MEDIA THERAPY
By Larry Gaudet
Gutter Press, 276 pp., $24.95
'Just as we are now trying to control atom bomb fallout,"
warned aphoristic, electronic sage Marshall McLuhan in the '60s,
"so we will one day try to control media fallout." In Media
Therapy, former corporate speechwriter-turned-novelist Larry Gaudet
imagines a world that makes good on McLuhan's prediction. He crafts a
future of fragmented illusions where corporate cyber-shoguns, lonely
"prophets of convergence," implant us with pre-fab yearnings
and are ultimately destroyed by the crisis in meaning they helped to
create.
For Gaudet, much as was true for McLuhan, we are shifting away from
commodity, away from the body, and toward intangible slip-streams of
information: on-line religion, virtual sex, hidden corporate fiefdoms.
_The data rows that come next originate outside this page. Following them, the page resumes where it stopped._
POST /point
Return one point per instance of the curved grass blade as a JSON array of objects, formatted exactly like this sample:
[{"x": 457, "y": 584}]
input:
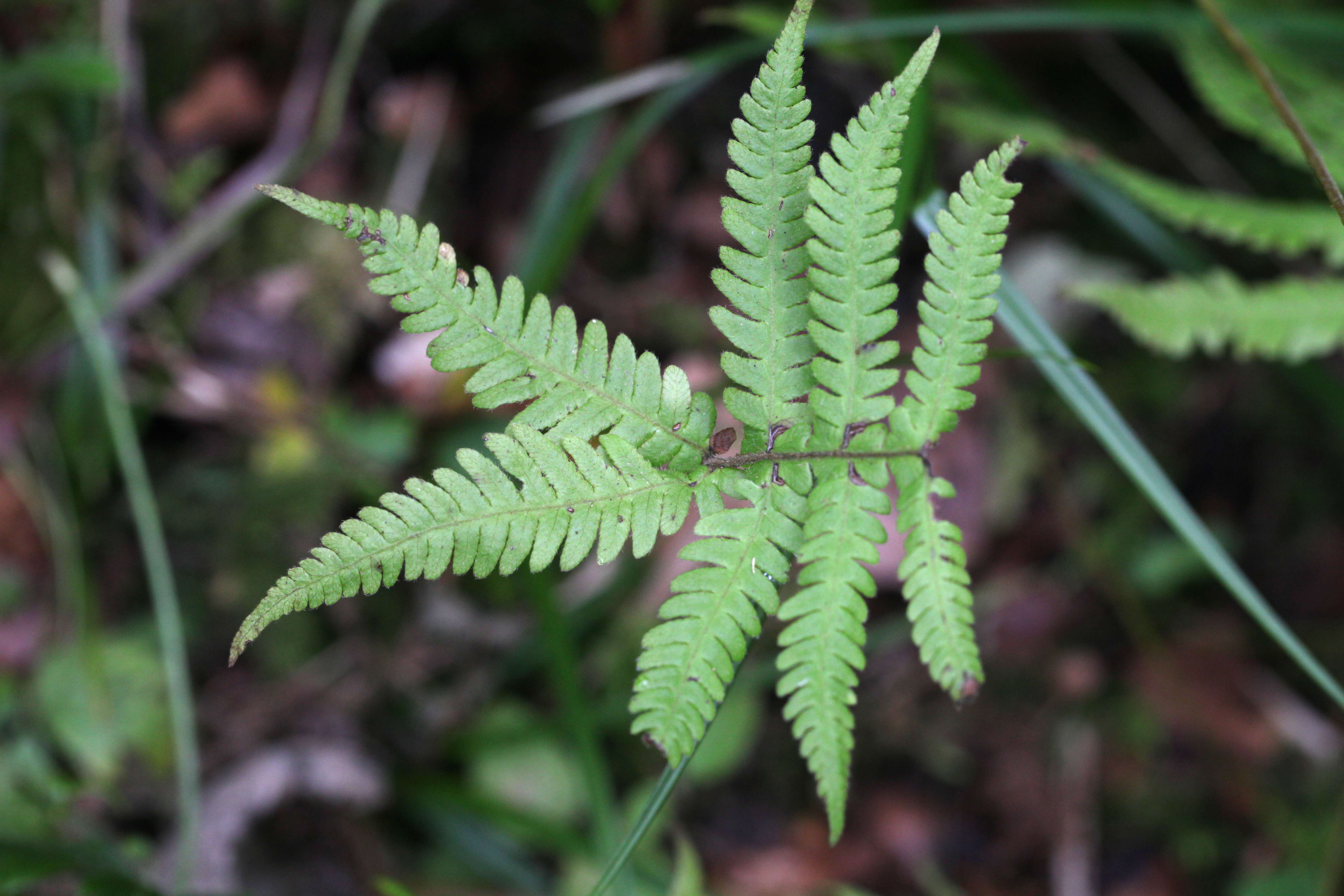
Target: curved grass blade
[
  {"x": 1081, "y": 393},
  {"x": 154, "y": 550},
  {"x": 662, "y": 792}
]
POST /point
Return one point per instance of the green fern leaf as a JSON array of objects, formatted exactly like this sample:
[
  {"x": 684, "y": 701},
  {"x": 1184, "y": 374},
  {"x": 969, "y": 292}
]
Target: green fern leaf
[
  {"x": 523, "y": 353},
  {"x": 1265, "y": 225},
  {"x": 1288, "y": 319},
  {"x": 572, "y": 498},
  {"x": 851, "y": 299},
  {"x": 690, "y": 659},
  {"x": 1233, "y": 95},
  {"x": 955, "y": 322},
  {"x": 763, "y": 283}
]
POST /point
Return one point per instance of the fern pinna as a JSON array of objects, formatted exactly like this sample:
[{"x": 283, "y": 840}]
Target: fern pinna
[{"x": 611, "y": 447}]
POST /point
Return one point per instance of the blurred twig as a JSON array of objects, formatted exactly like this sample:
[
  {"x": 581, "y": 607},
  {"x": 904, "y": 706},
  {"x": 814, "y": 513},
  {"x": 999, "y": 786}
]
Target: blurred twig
[
  {"x": 292, "y": 148},
  {"x": 152, "y": 546},
  {"x": 1276, "y": 96},
  {"x": 429, "y": 124}
]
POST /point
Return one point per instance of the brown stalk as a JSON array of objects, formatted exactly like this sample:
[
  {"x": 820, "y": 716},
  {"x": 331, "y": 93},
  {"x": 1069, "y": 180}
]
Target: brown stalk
[{"x": 1276, "y": 96}]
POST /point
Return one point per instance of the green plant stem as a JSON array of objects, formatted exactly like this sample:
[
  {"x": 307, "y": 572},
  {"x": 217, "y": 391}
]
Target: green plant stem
[
  {"x": 737, "y": 461},
  {"x": 1276, "y": 96},
  {"x": 1081, "y": 393},
  {"x": 331, "y": 108},
  {"x": 558, "y": 644},
  {"x": 154, "y": 550},
  {"x": 662, "y": 792},
  {"x": 560, "y": 185}
]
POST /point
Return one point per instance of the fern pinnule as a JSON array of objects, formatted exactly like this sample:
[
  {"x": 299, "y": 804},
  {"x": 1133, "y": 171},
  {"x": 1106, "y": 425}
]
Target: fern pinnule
[
  {"x": 763, "y": 283},
  {"x": 690, "y": 659},
  {"x": 1287, "y": 228},
  {"x": 854, "y": 257},
  {"x": 570, "y": 495},
  {"x": 851, "y": 296},
  {"x": 1291, "y": 319},
  {"x": 955, "y": 320},
  {"x": 955, "y": 315},
  {"x": 525, "y": 353},
  {"x": 822, "y": 647}
]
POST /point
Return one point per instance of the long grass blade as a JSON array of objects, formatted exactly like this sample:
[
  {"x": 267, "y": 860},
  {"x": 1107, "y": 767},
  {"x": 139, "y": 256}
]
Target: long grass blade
[
  {"x": 1081, "y": 393},
  {"x": 556, "y": 238},
  {"x": 154, "y": 550},
  {"x": 662, "y": 792}
]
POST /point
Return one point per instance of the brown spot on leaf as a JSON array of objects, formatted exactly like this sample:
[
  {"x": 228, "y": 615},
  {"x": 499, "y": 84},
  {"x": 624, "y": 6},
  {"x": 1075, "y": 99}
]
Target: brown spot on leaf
[{"x": 724, "y": 440}]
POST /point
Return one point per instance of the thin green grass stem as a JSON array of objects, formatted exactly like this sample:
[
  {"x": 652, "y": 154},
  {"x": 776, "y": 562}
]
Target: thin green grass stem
[
  {"x": 564, "y": 670},
  {"x": 659, "y": 799},
  {"x": 154, "y": 550},
  {"x": 331, "y": 108},
  {"x": 554, "y": 238},
  {"x": 561, "y": 182},
  {"x": 1081, "y": 393},
  {"x": 1151, "y": 236}
]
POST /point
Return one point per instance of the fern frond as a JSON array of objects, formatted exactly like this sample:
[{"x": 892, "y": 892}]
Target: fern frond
[
  {"x": 690, "y": 659},
  {"x": 1265, "y": 225},
  {"x": 937, "y": 586},
  {"x": 955, "y": 315},
  {"x": 822, "y": 648},
  {"x": 1288, "y": 319},
  {"x": 854, "y": 257},
  {"x": 772, "y": 174},
  {"x": 955, "y": 322},
  {"x": 523, "y": 353},
  {"x": 851, "y": 299},
  {"x": 570, "y": 495},
  {"x": 1224, "y": 83}
]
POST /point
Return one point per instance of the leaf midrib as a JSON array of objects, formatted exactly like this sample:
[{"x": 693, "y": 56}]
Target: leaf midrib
[{"x": 542, "y": 363}]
Adrift on a swirl of conflicting media currents, our personalities blur,
our minds think in sound bites of "scriptwriter delirium" (in
which our lives become "meaningful patterns of inter-connected
cinematic events akin to a movie plot"), and we teeter on the cliff
of a propaganda breakdown.
Clearly, we need media therapy, a way to wash our minds clean of
mental pollution, and rediscover who we truly are. In other words, we
need to clear out conflicting headlines, plot points and jingles, and
replace that artificial media world with a holistic sense of self. Does
Gaudet think such therapy is likely to replace conventional treatments
for an ever-expanding roster of mental pathologies ranging from panic to
depression? In a word, no. As it turns out, media therapy is a scam, and
those who get sucked into it come off as uselessly New Age. One convert
crows: "We have to identify the movies on our mental shelving, and
sort out how they got there and which ones we should keep and which ones
we should let go." Typical of the sarcastic, callous world this
novel portrays, media therapy is nothing but a data-collecting diversion
that will ultimately be offered en masse to the public via credit cards
and the World Wide Web.
That isn't to say that media diseases such as "scriptwriter
delirium" and "main character grandiosity" aren't real
problems, both today and in Gaudet's future. A proliferation of
"vanity" Web sites, book publishers and pseudo-documentaries
suggest that more and more of us are manufacturing narratives in which
we are our own heroes. We are also hiring a growing multitude of ghost
writers, public relations hacks, publicists and marketing gurus to
assist us in getting our narrative out into the public. Despite this, we
feel cheated, less real than ever.
Our predicament is similar to the one that Gaudet's anti-hero,
corporate maverick bloodsucker Paul Devorer, finds himself in. After a
life of playing cyber-god, he desperately tries to return meaning to his
existence by scripting a life in which he really is god. Paul's story,
the central, but by no means sole, narrative in this spiralling book, is
told to us by Nick, former corporate propagandist hired by Paul to
facilitate the conversion of his memories into an epic worthy of a
deity. But, alas, Paul's memoir is flawed from the beginning. Fraught
with media cancers, it is nothing more than a "corrupt act of
personality exploration" in which he insists on erroneously
abridging his life to appear as a "story of unique merit held
together with compelling themes."
Paul dies before the text can be completed -- victim of a literal
corporate "takeover" of his island protectorate -- and the
narrator, attempting to cleanse himself of too many years as a company
flack, decides to tell "a version of the truth" he can live
with; a less celebratory tale of Devorer and media therapy. So it's
really Nick's story of Paul as told in overlapping fragments fraught
with sprawling asides and CanLit jibes (in a cleansing exercise, Paul
returns to his native P.E.I. to fish lobster) that make up this dizzy
novel.
Alas, Media Therapy attempts too much -- it is at once a bitter
satire of corporate life, a work of media criticism, a veiled
autobiography and a paranoid sci-fi classic. Nonetheless, those willing
to brave Gaudet's cruel Canada of robot-sharks, terrorist tax-haven
sects and erection holistics will be rewarded. What Media Therapy lacks
in coherence, Gaudet more than makes up for with detailed insights that
salvage even his most extreme tangents. This is a prescient portrait of
a dystopic Canada, where we have lost the ability, indeed the right, to
reconcile our everyday lives with the disembodied fantasies we can buy
but never attain. Heir to McLuhan, ultimately Gaudet is writing not
about the future, but about a present-day media fallout from which, as
of yet, we have no protection.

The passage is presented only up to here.